What’s the no. 1 purpose of communication?
Sure, what we write needs to be engaging, informative – entertaining. But if our audience can’t understand what we’re saying, our message and purpose are lost.
How can we do this?
1. Avoid the curse of knowledge.
This happens when we assume our audience has the same level of expertise as us. Unless we’re speaking to qualified or knowledgeable peers, the chances are our audience doesn’t.
Solution: Put yourself in their shoes, and write for them.
2. Explain technical terms.
Ideally, no text should cloud meaning with slang, jargon or managementspeak. But sometimes we do have to use terms of art: our field or industry’s own specialist lexicon.

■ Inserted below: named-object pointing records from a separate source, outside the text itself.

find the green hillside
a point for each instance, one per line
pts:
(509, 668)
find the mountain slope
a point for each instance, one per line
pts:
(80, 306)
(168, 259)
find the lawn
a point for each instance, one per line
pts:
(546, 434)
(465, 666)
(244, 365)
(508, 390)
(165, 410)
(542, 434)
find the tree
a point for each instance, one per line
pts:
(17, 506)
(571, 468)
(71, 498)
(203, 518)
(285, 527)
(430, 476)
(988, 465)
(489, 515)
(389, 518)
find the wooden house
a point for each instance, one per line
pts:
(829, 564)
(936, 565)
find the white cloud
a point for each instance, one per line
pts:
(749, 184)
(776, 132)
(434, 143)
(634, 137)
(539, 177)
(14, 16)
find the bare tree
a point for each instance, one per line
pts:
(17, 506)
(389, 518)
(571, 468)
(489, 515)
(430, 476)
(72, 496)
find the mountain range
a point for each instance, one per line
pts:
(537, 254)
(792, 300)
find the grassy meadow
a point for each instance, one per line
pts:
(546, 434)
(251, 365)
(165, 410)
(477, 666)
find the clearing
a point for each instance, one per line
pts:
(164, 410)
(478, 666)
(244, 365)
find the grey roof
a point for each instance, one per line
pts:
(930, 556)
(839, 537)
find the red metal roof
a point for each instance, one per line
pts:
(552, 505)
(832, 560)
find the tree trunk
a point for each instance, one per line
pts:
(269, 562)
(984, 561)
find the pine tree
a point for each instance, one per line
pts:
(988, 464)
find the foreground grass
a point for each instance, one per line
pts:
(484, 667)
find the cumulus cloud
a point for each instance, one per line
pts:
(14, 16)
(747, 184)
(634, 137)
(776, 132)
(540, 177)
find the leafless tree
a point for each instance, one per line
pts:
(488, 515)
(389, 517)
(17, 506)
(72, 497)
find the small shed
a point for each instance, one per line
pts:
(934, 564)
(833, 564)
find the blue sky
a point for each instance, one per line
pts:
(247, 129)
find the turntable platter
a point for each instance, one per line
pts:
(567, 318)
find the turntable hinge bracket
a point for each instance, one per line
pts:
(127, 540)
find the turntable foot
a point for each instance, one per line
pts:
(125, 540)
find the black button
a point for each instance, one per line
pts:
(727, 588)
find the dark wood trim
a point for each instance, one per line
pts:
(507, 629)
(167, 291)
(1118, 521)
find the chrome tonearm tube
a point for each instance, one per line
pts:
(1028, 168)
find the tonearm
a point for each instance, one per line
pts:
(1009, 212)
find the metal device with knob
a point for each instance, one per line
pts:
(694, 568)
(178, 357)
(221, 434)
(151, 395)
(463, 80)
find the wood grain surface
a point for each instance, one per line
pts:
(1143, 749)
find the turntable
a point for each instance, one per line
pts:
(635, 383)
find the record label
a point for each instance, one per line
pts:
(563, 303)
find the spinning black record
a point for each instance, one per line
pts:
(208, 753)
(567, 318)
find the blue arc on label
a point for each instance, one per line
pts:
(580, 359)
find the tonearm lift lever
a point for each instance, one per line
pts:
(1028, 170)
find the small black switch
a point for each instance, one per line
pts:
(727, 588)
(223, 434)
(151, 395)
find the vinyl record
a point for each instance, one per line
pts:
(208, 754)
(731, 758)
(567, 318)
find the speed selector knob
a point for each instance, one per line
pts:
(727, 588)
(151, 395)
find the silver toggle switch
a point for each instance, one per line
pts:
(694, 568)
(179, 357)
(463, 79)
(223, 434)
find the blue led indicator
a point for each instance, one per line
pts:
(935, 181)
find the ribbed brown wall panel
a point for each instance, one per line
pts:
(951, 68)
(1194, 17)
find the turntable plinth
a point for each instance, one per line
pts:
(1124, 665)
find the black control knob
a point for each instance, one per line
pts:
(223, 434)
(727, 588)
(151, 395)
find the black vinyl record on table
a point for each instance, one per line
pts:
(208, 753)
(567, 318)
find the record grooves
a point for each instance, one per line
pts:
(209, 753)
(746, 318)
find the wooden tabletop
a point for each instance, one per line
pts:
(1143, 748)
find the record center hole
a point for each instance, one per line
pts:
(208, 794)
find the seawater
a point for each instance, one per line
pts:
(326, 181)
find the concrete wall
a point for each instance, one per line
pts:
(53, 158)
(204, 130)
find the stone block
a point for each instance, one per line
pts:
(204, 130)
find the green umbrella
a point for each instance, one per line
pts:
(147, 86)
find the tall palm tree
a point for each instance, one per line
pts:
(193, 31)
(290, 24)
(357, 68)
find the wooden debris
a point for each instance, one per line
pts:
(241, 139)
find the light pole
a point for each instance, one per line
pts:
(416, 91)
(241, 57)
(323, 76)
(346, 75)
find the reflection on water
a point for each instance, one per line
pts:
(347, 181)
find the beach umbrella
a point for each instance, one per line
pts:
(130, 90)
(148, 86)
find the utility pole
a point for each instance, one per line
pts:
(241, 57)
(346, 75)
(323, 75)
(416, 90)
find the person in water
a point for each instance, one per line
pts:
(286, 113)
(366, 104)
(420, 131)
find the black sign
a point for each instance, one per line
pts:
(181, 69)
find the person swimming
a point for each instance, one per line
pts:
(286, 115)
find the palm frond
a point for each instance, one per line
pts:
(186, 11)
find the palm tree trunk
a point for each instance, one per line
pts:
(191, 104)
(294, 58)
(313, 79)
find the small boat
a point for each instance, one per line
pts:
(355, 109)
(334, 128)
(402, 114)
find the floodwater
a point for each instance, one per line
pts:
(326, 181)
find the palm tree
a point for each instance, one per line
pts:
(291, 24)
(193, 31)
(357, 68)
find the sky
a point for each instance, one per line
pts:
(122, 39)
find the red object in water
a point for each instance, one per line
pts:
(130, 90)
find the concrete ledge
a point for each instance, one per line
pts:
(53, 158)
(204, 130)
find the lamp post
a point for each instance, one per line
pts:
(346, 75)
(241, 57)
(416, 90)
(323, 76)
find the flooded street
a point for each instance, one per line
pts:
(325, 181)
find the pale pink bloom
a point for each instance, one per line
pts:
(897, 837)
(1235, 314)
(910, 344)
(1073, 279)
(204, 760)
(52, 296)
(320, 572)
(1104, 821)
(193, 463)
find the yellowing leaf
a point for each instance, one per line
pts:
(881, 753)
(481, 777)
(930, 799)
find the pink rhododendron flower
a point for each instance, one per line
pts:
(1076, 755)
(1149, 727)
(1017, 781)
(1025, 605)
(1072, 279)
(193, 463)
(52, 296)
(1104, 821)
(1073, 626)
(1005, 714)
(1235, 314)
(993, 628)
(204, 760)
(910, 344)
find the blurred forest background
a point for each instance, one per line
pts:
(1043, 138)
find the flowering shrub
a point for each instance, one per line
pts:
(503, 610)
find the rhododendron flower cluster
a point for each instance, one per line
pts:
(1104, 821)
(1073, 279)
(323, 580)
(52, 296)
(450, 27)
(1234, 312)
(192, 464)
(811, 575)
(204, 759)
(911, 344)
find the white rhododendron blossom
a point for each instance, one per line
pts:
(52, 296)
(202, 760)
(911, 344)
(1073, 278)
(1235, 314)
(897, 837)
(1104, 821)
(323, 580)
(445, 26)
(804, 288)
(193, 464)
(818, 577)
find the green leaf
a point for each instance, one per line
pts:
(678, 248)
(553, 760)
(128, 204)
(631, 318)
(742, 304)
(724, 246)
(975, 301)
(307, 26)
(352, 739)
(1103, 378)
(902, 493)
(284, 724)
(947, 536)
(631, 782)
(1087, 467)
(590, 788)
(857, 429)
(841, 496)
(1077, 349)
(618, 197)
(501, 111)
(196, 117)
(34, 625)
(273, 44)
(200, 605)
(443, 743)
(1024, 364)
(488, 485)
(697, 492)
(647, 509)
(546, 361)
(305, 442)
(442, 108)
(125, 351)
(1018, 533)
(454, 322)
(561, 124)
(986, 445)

Solution: If you’re addressing a lay audience, be sure to define those terms, at source.
Don’t leave readers wondering what you’re talking about, or force them to keep swinging back and forth to the front or back of your book to a glossary to find what they need. Doing this breaks their concentration and distracts them.
3. Run a ‘sanity check’.
It can help to ask someone else to cast their eye over our writing, just to ensure it reads well and makes sense.
Writing can be an intense process: it’s so easy to get caught up with what we’re saying, that sometimes we can overlook how we’re saying it.
Solution: Ask a friend or colleague to look over your copy. A fresh eye can really help to get into your readers’ perspective.
What handy tips do you use to achieve clarity in your writing?